Adding to these issues, throughout Tuesday, May 6, many students and faculty reported problems logging into their Swarthmore College accounts, as well as accessing WiFi, regardless of their browser. This issue was likely the result of ITS abruptly freezing hundreds of school accounts to counter a phishing email sent out that morning. Users were able to regain account access by resetting their Swarthmore passwords, but as of publication, ITS has not publicly acknowledged nor provided a solution to this incident. The ITS support website’s announced they would be performing website maintenance from 6:30 to 8:00 a.m. on May 7, which seems to have led to the apparent resolution that afternoon. There has been no new information from the college since the resolution on details of the attack or outages.

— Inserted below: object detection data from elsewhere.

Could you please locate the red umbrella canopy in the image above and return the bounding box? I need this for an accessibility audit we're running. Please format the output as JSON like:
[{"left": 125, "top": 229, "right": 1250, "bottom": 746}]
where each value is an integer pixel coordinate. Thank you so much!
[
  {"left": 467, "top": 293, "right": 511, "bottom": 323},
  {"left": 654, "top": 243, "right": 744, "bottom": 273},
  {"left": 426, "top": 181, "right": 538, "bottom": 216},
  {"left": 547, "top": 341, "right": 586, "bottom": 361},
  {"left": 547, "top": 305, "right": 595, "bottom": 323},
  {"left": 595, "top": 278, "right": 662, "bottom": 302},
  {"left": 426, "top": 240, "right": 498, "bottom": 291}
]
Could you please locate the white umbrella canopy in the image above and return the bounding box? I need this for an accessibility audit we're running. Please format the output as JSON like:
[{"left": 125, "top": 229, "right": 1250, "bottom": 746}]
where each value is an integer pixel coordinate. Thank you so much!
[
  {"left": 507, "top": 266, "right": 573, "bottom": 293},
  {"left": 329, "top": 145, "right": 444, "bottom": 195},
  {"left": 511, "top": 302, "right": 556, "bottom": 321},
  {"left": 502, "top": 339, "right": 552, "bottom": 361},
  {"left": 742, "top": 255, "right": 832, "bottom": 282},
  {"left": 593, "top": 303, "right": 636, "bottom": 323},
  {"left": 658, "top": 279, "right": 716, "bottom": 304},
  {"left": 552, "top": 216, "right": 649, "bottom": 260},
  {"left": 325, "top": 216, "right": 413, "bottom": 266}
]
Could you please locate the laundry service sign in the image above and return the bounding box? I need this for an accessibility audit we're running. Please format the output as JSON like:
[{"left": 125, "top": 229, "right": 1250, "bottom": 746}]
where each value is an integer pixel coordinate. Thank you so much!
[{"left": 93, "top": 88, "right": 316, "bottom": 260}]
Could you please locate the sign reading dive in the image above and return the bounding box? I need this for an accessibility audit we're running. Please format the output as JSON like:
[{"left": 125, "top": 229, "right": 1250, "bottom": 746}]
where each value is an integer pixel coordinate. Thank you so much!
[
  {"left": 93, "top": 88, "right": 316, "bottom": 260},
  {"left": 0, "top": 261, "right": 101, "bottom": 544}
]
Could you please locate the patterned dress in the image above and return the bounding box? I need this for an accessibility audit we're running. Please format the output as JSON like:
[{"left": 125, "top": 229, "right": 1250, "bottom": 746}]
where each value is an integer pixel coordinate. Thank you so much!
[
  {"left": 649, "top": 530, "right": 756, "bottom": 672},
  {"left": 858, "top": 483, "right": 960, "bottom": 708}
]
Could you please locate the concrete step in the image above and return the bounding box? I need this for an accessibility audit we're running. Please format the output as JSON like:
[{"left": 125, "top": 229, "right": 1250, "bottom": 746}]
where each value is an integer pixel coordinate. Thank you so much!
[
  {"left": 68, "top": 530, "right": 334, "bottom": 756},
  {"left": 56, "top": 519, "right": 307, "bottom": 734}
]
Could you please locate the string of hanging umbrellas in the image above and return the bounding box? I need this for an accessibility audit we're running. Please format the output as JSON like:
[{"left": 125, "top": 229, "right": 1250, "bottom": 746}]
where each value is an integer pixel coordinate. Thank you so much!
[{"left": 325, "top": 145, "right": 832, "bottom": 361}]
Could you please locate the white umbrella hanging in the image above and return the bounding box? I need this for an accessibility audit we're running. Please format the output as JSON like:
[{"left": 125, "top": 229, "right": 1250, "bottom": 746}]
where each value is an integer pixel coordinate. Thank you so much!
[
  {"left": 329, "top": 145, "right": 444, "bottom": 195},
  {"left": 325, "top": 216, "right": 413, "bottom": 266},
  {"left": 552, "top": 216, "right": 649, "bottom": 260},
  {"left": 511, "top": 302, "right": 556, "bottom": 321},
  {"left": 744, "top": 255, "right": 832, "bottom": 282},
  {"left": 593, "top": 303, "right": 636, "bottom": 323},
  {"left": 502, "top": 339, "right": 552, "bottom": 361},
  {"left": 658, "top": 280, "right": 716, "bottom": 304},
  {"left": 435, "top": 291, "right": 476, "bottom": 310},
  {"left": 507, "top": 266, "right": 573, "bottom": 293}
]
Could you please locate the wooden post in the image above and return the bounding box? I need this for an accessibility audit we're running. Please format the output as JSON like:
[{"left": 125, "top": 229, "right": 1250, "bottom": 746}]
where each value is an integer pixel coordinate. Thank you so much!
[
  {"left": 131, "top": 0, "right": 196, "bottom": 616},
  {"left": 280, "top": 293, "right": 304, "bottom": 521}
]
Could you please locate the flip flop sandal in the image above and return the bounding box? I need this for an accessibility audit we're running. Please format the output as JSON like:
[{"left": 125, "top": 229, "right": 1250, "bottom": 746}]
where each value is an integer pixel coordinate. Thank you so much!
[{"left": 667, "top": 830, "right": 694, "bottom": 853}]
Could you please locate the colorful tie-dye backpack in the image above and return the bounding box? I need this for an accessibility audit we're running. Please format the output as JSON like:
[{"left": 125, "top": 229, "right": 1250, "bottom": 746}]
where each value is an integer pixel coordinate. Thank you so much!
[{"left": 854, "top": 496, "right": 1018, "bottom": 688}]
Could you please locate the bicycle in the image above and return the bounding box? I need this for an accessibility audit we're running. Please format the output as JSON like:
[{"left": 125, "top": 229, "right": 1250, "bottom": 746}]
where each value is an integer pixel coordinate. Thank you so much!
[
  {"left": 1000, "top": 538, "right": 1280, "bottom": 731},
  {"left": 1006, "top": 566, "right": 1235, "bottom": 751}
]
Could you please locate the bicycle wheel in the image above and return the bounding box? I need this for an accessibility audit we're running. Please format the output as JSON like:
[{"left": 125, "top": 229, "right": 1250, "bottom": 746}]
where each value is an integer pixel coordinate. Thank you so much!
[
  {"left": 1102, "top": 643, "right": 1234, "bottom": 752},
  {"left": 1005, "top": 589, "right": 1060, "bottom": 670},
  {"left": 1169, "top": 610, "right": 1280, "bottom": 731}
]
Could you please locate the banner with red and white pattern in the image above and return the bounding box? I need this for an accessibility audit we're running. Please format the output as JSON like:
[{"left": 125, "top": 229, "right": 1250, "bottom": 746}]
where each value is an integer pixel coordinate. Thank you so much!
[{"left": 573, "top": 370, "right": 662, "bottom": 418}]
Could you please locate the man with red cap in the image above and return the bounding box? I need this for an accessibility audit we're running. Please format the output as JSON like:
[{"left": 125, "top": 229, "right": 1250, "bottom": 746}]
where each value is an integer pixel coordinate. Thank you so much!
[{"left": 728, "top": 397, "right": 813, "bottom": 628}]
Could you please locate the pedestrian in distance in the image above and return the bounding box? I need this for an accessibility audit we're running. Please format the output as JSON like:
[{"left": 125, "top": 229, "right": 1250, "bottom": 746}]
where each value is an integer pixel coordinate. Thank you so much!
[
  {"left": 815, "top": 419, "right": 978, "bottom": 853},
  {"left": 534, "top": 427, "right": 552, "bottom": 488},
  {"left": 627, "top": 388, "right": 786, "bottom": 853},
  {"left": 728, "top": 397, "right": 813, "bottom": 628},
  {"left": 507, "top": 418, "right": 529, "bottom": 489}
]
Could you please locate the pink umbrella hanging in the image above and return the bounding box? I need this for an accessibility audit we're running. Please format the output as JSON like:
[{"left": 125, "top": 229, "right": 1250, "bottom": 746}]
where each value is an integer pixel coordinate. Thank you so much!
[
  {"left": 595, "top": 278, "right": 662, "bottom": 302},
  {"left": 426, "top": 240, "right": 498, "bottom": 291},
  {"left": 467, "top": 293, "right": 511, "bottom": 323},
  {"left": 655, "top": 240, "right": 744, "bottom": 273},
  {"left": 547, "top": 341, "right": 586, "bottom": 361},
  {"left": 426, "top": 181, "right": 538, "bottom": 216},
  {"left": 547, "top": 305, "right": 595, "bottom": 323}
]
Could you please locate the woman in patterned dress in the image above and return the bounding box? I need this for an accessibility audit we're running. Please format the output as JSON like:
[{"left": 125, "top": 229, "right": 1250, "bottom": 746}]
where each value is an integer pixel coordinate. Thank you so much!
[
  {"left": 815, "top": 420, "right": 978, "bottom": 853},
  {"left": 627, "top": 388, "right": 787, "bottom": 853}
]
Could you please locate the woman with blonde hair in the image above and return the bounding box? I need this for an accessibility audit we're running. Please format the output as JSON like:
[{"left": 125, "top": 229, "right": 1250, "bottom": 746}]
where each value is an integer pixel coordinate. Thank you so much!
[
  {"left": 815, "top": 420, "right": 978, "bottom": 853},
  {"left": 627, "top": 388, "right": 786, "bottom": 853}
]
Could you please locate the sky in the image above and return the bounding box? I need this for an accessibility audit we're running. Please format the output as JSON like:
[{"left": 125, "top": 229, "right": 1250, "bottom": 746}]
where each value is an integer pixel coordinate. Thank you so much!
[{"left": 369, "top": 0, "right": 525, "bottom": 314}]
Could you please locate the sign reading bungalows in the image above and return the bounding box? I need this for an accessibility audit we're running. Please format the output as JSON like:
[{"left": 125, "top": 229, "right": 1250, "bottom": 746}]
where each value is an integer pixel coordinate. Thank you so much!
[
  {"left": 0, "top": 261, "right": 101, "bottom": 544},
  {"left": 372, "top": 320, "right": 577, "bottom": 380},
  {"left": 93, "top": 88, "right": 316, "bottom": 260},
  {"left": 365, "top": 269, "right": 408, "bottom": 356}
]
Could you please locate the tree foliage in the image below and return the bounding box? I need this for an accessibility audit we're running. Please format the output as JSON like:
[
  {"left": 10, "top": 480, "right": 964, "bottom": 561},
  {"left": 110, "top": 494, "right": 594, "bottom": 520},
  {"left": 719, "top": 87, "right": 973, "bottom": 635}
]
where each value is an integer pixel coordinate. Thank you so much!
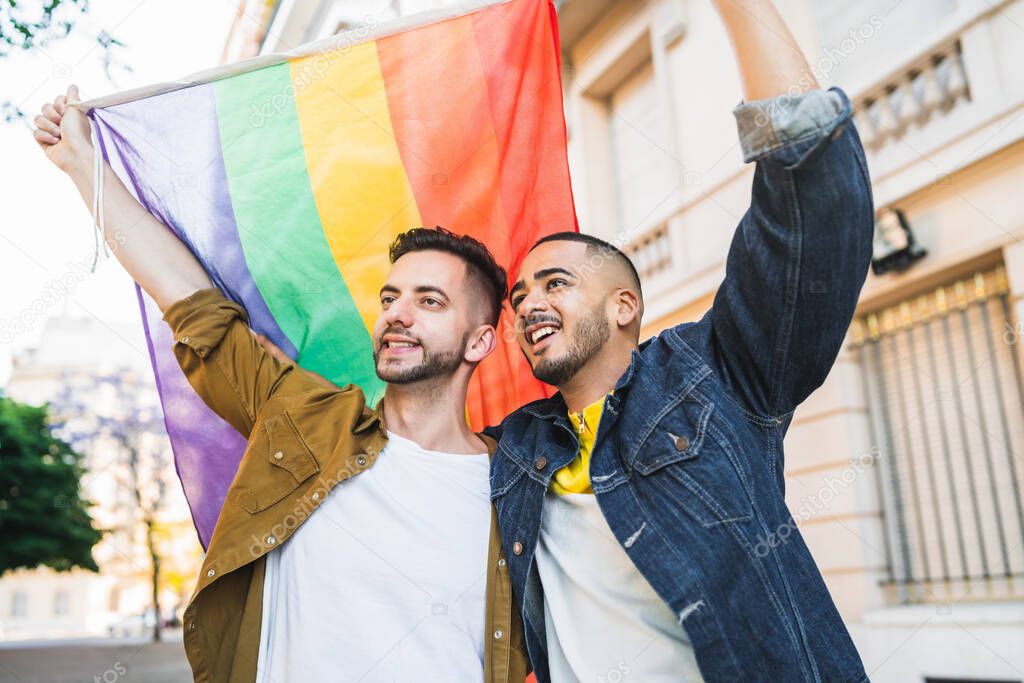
[
  {"left": 0, "top": 0, "right": 89, "bottom": 57},
  {"left": 0, "top": 396, "right": 101, "bottom": 574}
]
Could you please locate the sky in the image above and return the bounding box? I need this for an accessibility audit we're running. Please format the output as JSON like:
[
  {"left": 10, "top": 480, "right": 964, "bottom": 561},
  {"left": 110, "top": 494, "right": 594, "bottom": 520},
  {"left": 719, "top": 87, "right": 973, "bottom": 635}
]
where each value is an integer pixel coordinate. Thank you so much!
[{"left": 0, "top": 0, "right": 242, "bottom": 387}]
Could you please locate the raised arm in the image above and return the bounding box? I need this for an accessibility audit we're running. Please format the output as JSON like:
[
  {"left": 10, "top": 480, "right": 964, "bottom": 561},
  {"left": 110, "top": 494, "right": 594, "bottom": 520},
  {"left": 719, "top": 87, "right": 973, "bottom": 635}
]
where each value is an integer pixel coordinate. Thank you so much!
[
  {"left": 711, "top": 0, "right": 874, "bottom": 418},
  {"left": 715, "top": 0, "right": 818, "bottom": 99},
  {"left": 34, "top": 86, "right": 323, "bottom": 436},
  {"left": 33, "top": 85, "right": 212, "bottom": 311}
]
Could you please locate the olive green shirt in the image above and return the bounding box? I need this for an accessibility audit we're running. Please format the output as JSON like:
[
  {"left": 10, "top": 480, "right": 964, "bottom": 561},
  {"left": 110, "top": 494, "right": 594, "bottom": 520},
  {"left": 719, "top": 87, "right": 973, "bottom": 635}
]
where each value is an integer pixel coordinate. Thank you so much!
[{"left": 164, "top": 288, "right": 528, "bottom": 683}]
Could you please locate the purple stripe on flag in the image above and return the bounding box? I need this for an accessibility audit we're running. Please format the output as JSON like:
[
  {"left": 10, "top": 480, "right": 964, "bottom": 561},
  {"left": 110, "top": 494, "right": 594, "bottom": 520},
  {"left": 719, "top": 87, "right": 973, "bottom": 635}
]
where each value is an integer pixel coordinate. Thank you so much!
[
  {"left": 90, "top": 85, "right": 296, "bottom": 548},
  {"left": 135, "top": 285, "right": 246, "bottom": 549}
]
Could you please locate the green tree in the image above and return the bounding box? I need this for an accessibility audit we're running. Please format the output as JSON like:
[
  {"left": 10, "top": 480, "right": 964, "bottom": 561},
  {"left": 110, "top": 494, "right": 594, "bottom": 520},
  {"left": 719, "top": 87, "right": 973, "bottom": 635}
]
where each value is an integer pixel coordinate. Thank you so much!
[
  {"left": 0, "top": 396, "right": 101, "bottom": 574},
  {"left": 0, "top": 0, "right": 89, "bottom": 57}
]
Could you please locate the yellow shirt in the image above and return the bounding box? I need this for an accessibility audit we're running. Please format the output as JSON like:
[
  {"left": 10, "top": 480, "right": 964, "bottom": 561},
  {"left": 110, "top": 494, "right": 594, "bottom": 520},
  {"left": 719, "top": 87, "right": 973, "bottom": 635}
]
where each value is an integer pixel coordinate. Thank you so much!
[{"left": 551, "top": 396, "right": 607, "bottom": 496}]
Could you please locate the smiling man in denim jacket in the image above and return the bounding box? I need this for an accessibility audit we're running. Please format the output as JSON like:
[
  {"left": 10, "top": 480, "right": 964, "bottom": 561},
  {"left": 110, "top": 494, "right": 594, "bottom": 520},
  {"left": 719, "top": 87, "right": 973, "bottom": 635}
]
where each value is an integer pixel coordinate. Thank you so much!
[{"left": 490, "top": 0, "right": 873, "bottom": 683}]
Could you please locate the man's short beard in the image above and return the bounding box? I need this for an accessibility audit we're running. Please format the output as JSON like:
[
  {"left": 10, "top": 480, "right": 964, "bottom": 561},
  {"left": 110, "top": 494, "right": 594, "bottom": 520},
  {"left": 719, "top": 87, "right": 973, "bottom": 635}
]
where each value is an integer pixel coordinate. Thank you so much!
[
  {"left": 534, "top": 303, "right": 611, "bottom": 386},
  {"left": 374, "top": 332, "right": 469, "bottom": 384}
]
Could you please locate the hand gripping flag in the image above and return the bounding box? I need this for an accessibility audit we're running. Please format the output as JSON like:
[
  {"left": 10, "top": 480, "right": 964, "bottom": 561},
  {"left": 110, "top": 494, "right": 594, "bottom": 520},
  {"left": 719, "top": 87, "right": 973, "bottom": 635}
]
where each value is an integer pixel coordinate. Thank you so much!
[{"left": 82, "top": 0, "right": 577, "bottom": 547}]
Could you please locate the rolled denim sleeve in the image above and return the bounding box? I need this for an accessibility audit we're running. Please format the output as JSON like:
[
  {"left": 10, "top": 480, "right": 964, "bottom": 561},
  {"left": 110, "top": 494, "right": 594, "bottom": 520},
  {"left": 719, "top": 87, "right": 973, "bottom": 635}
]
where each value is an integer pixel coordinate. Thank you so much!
[
  {"left": 710, "top": 89, "right": 874, "bottom": 418},
  {"left": 163, "top": 288, "right": 315, "bottom": 437}
]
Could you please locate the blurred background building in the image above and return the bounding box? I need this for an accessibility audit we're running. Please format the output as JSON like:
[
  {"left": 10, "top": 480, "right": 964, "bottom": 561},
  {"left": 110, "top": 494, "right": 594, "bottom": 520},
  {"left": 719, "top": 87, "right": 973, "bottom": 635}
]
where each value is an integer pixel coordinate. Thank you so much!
[
  {"left": 225, "top": 0, "right": 1024, "bottom": 683},
  {"left": 0, "top": 311, "right": 202, "bottom": 641}
]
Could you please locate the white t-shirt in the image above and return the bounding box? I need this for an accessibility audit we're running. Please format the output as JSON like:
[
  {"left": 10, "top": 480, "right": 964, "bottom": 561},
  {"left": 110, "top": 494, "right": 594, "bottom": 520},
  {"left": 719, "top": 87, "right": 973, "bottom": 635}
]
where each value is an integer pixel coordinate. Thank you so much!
[
  {"left": 256, "top": 434, "right": 490, "bottom": 683},
  {"left": 537, "top": 492, "right": 703, "bottom": 683}
]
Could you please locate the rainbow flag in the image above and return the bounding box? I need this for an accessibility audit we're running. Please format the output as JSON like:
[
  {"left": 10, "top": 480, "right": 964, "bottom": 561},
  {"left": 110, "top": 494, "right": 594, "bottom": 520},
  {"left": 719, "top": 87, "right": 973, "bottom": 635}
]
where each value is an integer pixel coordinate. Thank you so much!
[{"left": 83, "top": 0, "right": 577, "bottom": 547}]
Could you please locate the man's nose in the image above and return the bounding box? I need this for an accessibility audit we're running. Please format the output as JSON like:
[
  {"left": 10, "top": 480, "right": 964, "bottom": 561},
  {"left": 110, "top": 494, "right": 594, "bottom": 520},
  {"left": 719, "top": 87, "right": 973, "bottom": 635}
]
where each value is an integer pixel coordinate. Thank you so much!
[
  {"left": 384, "top": 299, "right": 413, "bottom": 328},
  {"left": 518, "top": 290, "right": 551, "bottom": 319}
]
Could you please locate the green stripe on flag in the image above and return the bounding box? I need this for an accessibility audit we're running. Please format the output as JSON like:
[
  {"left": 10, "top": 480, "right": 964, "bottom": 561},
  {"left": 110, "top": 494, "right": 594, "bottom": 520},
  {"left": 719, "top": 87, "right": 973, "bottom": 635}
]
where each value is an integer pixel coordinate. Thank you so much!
[{"left": 214, "top": 62, "right": 384, "bottom": 403}]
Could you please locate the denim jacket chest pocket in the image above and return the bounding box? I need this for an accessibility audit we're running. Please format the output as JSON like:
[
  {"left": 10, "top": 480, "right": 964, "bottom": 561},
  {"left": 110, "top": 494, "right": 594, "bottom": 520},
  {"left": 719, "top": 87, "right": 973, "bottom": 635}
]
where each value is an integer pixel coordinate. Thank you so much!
[
  {"left": 626, "top": 393, "right": 753, "bottom": 527},
  {"left": 236, "top": 411, "right": 319, "bottom": 514}
]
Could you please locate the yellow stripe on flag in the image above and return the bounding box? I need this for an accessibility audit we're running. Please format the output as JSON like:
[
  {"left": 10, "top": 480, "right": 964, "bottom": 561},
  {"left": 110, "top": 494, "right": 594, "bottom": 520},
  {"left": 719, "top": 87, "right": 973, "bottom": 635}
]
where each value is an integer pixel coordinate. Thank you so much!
[{"left": 288, "top": 42, "right": 420, "bottom": 331}]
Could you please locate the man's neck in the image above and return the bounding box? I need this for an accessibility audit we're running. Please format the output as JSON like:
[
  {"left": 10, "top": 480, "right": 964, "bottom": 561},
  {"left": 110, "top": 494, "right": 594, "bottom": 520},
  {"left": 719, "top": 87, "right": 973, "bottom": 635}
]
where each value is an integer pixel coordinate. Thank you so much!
[
  {"left": 382, "top": 380, "right": 486, "bottom": 454},
  {"left": 558, "top": 346, "right": 635, "bottom": 413}
]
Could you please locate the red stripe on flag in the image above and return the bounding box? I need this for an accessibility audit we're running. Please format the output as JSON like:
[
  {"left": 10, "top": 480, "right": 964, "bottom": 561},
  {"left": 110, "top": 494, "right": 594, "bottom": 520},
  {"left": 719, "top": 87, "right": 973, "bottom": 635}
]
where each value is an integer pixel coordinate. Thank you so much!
[{"left": 377, "top": 0, "right": 575, "bottom": 429}]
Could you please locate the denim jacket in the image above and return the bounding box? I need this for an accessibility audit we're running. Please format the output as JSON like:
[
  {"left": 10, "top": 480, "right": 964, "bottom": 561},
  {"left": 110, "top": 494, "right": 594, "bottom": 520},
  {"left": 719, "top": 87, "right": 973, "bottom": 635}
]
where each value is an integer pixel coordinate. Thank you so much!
[{"left": 490, "top": 89, "right": 873, "bottom": 683}]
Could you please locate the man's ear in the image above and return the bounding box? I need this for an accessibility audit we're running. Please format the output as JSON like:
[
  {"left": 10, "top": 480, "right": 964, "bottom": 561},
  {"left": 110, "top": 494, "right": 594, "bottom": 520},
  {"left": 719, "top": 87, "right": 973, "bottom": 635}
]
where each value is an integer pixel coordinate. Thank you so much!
[
  {"left": 614, "top": 289, "right": 643, "bottom": 328},
  {"left": 462, "top": 325, "right": 498, "bottom": 362}
]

Also on May 7, many students received an email from Swarthmore student Spencer McQuaig with the subject line “Swarthmore College, Act Now,” containing a link to a Google Form. The email made bogus claims of account deactivation and signed off as the “Swarthmore College Help Desk” with improper spacing. This was a phishing email, presumed to have been sent by a malicious actor, and led administrators to believe some accounts had been compromised. The ITS security team notified Help Desk and account management employees to immediately suspend those students’ access to their accounts, and they did so with no warning to those affected.
Many locked out students assumed the network was once again down, but in reality they were expected to contact the Help Desk for assistance. Once there, students would be required to reset their passwords and sign back in on all devices. Students voiced concerns about the handling of this situation, especially on top of the other outages, with little communication or explanation from the college.
As of Thursday, May 8, there has been no statement on the compromised accounts, and the announcements regarding the outages have been entirely wiped from the ITS Service Portal page (although it is still visible from the Dash).